Lionel Hampton All Stars / The All Stars – Gene Norman Presents "Just Jazz" | Lionel Hampton with the Just Jazz All Stars | Ein zu Recht berühmt gewordenes Konzert von Gene Norman, der in den Vierzigern in L.A. ähnliche jam-session-artige Konzerte wie Norman Granz veranstaltete und manche von ihnen auch aufnahm. Berühmt ist dieses hier vor allem wegen einer famosen Version von "Star Dust" geworden, die dann auch bei Hamptons damaligem Label Decca unterkam und dem Vibraphonisten den Top-Credit gibt.
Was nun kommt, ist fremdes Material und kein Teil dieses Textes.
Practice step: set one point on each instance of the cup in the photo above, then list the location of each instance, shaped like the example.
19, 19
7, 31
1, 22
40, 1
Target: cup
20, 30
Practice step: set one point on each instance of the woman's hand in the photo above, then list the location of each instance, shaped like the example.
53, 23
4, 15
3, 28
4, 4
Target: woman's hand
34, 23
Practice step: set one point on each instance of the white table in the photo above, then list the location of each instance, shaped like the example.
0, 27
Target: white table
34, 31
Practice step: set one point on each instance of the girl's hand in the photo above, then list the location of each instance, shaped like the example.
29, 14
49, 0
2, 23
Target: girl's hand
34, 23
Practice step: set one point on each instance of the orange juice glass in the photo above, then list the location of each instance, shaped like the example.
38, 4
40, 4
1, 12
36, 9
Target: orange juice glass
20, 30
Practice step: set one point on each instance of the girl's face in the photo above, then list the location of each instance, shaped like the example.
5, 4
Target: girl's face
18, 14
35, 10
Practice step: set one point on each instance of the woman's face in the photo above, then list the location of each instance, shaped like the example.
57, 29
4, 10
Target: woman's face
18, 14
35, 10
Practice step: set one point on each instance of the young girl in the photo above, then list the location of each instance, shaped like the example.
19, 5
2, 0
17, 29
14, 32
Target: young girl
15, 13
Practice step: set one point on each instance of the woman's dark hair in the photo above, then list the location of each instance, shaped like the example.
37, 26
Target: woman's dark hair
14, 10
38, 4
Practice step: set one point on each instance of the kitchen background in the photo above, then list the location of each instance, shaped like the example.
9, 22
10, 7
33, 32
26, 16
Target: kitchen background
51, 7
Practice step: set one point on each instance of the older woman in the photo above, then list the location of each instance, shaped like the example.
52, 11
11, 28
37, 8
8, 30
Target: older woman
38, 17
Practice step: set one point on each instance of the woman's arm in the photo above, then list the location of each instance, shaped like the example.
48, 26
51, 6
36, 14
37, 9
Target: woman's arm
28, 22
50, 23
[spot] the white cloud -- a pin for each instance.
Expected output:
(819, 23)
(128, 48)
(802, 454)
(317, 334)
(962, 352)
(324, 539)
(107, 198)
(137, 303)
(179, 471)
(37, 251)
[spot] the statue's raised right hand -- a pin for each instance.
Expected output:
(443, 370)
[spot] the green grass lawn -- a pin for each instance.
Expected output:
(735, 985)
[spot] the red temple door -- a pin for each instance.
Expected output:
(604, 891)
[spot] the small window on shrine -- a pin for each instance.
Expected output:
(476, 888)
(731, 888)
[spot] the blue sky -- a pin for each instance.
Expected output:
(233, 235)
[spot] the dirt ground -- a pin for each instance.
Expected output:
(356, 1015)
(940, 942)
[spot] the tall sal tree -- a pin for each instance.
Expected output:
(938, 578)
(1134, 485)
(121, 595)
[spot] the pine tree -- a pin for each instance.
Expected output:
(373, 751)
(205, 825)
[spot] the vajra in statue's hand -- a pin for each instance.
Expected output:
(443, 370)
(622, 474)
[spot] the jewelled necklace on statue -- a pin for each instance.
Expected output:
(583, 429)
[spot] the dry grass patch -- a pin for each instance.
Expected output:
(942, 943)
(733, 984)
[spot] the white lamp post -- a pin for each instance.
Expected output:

Ansonsten ist das wirklich Jam-Session-Material, aber von bester Güte. 85 Minuten oder so zusammen, Charlie Shavers, Willie Smith, Corky Corcoran sind die Bläser, am Klavier wechseln sich Milt Buckner (auf dem GNP-Album) und Tommy Todd (Decca) ab, wenn die Angaben denn stimmen, Barney Kessel spielt die Gitarre, Slam Stewart den Bass (inklusive Gesang, wenn er arco soliert), am Schlagzeug sitzen Jackie Mills oder Lee Young (beim Decca-Album gibt's Track-für-Track-Credits, da sind sie je zweimal zu hören, beim GNP-Album weiss ich's nicht). Hampton spielt auf dem Decca-Album nur auf "seinem" Track, auf dem GNP-Album ist er dann wieder dabei. Natürlich spielen sie jam-session-taugliches Material: "Perdido", "One O'Clock Jump", "Oh, Lady Be Good", aus Hamptons Kernrepertoire dürfen "Flying Home", "Hamp's Boogie Woogie" und "Central Avenue Breakdown" nicht fehlen (alle drei auf dem GNP-Album), ein paar Blues-Nummern gibt es auch - und zu Highlights werden dann die Balladen: "The Man I Love", "That's My Desire" - und natürlich "Star Dust".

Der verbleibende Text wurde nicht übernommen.